Очнулся я, опять достал выпить. На кушанье меня не очень бросало. Я помалу закусывал рюмку за рюмкой. Давить там людей - это все равно пользы мало.
И вообще делов у меня теперь не было. Одно, что вот в этого крейсера или как он там: в него мне интересно было бросить что-нибудь типа бомбочки, потому тоже сукин сын: на меня намеряется. Время шло довольно шибко или это от ходу так показывалось: я ход всю дорогу давал аж-анс! Как газану - эта вся шарманка внизу ходом пойдет. И я залетел к тому городу, что на берегу. Все там на месте, как и было, и крыши белые, и дома не востряком, а кубиком. Под вечер я спускаюсь
чуть за городом. Паспарту в небо на пятнадцать километров, аппаратик на ремешок, бутылку за пазуху - пошел. Вот и огни, вот и улица, а вот и кабак. Очень полненькая из себя хозяйка, глаза, как жуки, а рожу напудрила, что прямо гипсовая. Хозяин - усы, как рога у быка; чернявый, сурьезный. И гостей всего один - солдат. Уже готовый сидит. Слюни пускает. Форма французская. Я подсел рядом за столик. Спросил вина: в кабаке, если не понимают, тащут, что подороже. Это черт с ними. Я сейчас солдата за плечо:
- Шпрехен зи дейч? - спрашиваю.
А он по чистой русской правде-матке да на весь кабак :
- А пошел ты, - говорит, - к такой-то матери!

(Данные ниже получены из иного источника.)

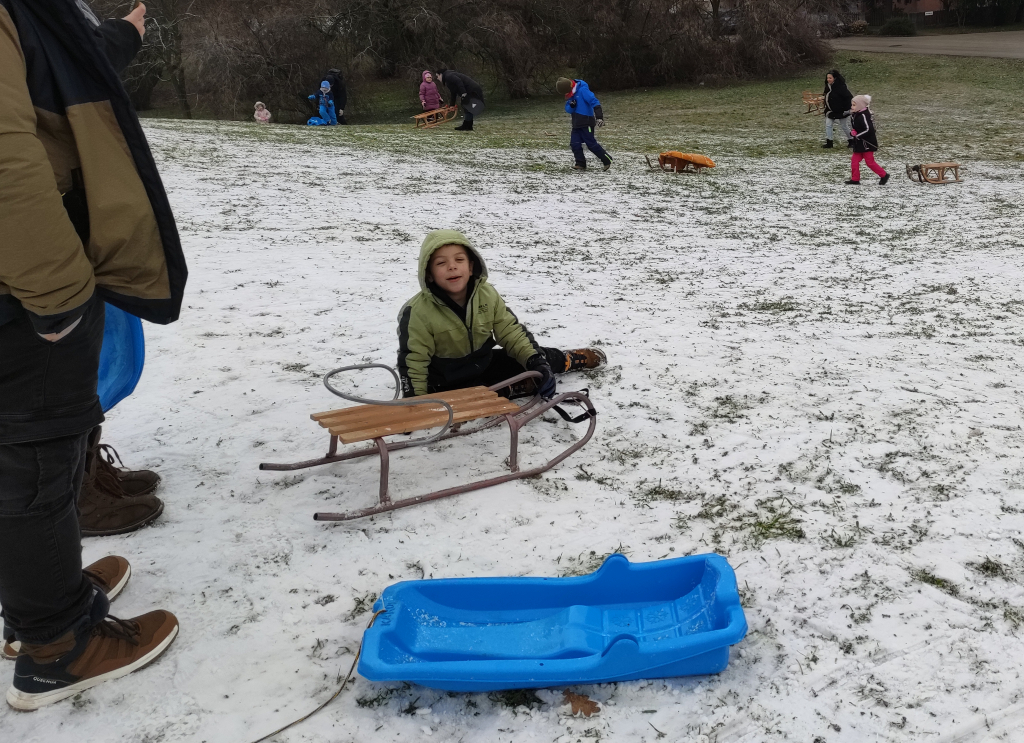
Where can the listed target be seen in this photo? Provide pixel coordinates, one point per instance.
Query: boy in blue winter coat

Это мне даже очень понравилось, как он это чисто так русским языком.
- Да ты, - говорю, - русский, сука ты этакая и такая!
Тут с него и хмель долой. Он на меня глядит не мигнет: как портрет все равно. Однако я расплатился и его из кабака выволок. Шепчу ему, что я, мол, из России действительно и что, мол, дело есть. И что это ни черта, что он тут в иностранном легионе служит, и даже здорово очень, что он сержант ихний, и что я его могу обратно устроить на родину и все грехи ему простят, и не надо нюни разводить, ты, говорю, не немка, это они романсы любят.- А пока что мы вышли за город и при дороге сели. Тут я ему говорю:
- Упри ты мне, как есть в подрывных саперах, динамиту пуда с полтора и принеси завтра перед рассветом на это место, и всю снасть не забудь. Чтоб так, что подожжешь и через три минуты оно ахнуло б. - И сказал ему точный размер.
Он в ответ;
- А если ты меня засыплешь? Мне же пуля.
- Это, - говорю, - сам уж рискуй. К нотариусу мне с тобой идти, что ли?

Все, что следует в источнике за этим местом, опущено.